Figure 4. Comparison of antitumor activity with siS1-DCs.

a&b. Intracellular IFN-γ staining and ELISPOT assays. C57BL/6 mice were immunized once with OVA-pulsed, LV-transduced DCs ex vivo matured with LPS followed by in vivo stimulation with polyI:C (i.p.) once. Lymphocytes of pooled draining LN from immunized mice were subjected to intracellular staining after 4 hr in vitro restimulation (a). CD8⁺ T cells or CD4⁺ T cells isolated from pooled splenocytes of immunized mice were subjected to IFNγ ELISPOT assays (b). Experiments were repeated three times with similar results. *P < 0.05, siS1-DC vs. siA20-DC.

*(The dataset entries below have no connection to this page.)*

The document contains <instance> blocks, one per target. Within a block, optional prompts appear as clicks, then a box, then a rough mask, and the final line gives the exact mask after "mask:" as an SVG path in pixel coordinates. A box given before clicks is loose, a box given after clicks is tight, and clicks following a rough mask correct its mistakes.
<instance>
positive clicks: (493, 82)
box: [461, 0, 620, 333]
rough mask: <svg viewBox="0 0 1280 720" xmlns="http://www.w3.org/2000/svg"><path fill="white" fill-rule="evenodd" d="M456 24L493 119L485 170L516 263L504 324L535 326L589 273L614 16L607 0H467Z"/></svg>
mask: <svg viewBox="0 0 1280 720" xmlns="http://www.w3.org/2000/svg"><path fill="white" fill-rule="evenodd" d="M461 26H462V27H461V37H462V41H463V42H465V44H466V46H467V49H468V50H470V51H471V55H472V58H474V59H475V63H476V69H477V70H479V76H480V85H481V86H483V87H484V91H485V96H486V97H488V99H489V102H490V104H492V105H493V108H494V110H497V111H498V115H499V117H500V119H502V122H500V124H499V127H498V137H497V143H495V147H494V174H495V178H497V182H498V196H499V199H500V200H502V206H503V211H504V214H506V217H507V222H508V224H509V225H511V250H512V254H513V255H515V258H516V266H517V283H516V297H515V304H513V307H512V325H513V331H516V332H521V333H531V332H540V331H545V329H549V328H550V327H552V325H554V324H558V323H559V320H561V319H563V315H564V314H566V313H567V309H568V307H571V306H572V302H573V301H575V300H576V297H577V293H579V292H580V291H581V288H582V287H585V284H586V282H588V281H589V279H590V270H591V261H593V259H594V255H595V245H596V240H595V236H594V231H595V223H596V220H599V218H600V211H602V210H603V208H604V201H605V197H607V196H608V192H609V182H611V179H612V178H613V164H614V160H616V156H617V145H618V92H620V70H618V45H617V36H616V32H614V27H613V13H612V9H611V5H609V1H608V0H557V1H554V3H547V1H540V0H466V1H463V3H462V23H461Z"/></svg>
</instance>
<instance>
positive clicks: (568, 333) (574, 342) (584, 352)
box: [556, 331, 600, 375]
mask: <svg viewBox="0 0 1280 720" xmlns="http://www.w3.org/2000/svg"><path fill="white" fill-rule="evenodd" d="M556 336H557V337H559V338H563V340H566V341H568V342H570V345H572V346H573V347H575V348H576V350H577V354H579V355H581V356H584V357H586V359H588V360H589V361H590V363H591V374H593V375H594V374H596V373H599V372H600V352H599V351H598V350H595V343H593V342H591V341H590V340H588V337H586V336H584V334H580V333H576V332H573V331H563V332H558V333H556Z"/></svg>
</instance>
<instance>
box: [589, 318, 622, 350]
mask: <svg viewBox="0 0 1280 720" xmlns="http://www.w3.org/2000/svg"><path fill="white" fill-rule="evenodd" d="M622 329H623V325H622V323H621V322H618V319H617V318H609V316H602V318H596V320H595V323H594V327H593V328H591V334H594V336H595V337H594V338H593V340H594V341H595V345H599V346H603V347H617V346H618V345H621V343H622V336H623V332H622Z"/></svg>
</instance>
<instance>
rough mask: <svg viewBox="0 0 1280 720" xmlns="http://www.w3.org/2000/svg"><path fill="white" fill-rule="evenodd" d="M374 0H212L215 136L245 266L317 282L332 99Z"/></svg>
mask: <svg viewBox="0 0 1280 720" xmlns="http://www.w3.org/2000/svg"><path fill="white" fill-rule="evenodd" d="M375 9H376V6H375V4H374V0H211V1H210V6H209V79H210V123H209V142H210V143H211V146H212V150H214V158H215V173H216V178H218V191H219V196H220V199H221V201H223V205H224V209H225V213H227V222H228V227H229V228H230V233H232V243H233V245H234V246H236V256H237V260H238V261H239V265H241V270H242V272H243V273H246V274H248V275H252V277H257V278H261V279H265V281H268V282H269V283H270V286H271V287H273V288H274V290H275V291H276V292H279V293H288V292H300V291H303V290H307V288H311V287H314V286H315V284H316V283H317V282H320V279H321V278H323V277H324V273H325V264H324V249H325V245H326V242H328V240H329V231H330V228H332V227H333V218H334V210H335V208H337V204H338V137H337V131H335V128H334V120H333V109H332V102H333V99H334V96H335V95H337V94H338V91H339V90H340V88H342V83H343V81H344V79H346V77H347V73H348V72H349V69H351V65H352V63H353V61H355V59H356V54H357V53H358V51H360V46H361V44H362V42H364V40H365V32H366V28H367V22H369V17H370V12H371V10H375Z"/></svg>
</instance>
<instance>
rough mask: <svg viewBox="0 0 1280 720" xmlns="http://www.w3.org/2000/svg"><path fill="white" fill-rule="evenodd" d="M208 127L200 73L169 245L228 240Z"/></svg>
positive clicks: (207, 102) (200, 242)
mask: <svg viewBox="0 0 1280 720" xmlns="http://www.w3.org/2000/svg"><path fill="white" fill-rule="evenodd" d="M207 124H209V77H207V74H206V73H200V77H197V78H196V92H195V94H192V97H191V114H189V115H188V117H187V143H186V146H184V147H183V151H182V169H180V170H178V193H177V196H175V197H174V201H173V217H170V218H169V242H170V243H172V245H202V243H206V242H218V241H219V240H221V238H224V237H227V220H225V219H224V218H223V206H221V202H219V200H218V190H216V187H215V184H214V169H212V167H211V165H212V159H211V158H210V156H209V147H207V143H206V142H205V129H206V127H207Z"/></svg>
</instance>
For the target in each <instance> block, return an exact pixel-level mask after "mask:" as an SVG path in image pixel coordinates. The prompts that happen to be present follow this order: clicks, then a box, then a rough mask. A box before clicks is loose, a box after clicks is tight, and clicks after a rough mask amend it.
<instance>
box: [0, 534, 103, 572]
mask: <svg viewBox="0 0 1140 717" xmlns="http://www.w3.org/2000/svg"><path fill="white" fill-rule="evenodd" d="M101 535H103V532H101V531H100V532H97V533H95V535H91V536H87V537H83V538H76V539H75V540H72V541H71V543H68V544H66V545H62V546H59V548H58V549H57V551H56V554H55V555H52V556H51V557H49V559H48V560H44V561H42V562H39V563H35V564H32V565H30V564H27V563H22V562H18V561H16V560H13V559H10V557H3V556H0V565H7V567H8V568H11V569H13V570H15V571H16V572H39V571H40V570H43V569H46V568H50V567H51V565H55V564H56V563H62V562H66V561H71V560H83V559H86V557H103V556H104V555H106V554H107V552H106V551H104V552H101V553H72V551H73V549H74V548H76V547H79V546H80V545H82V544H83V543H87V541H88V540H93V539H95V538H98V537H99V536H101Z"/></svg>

c. Antitumor activity against pre-established tumors. Groups of C57BL/6 mice were inoculated s.c. with B16-OVA tumor cells (2.5×10⁵) and five days later, were immunized via the rear footpad with 1 ×10⁶ OVA-pulsed, LV-transduced DCs with ex vivo LPS maturation (100 ng/ml). One day after DC transfer, in vivo polyI:C was administered i.p. once. Tumor growth curves (n=6 mice/group) represent one of three independent experiments. P < 0.05, siS1-DC compared with siA20-DC mice.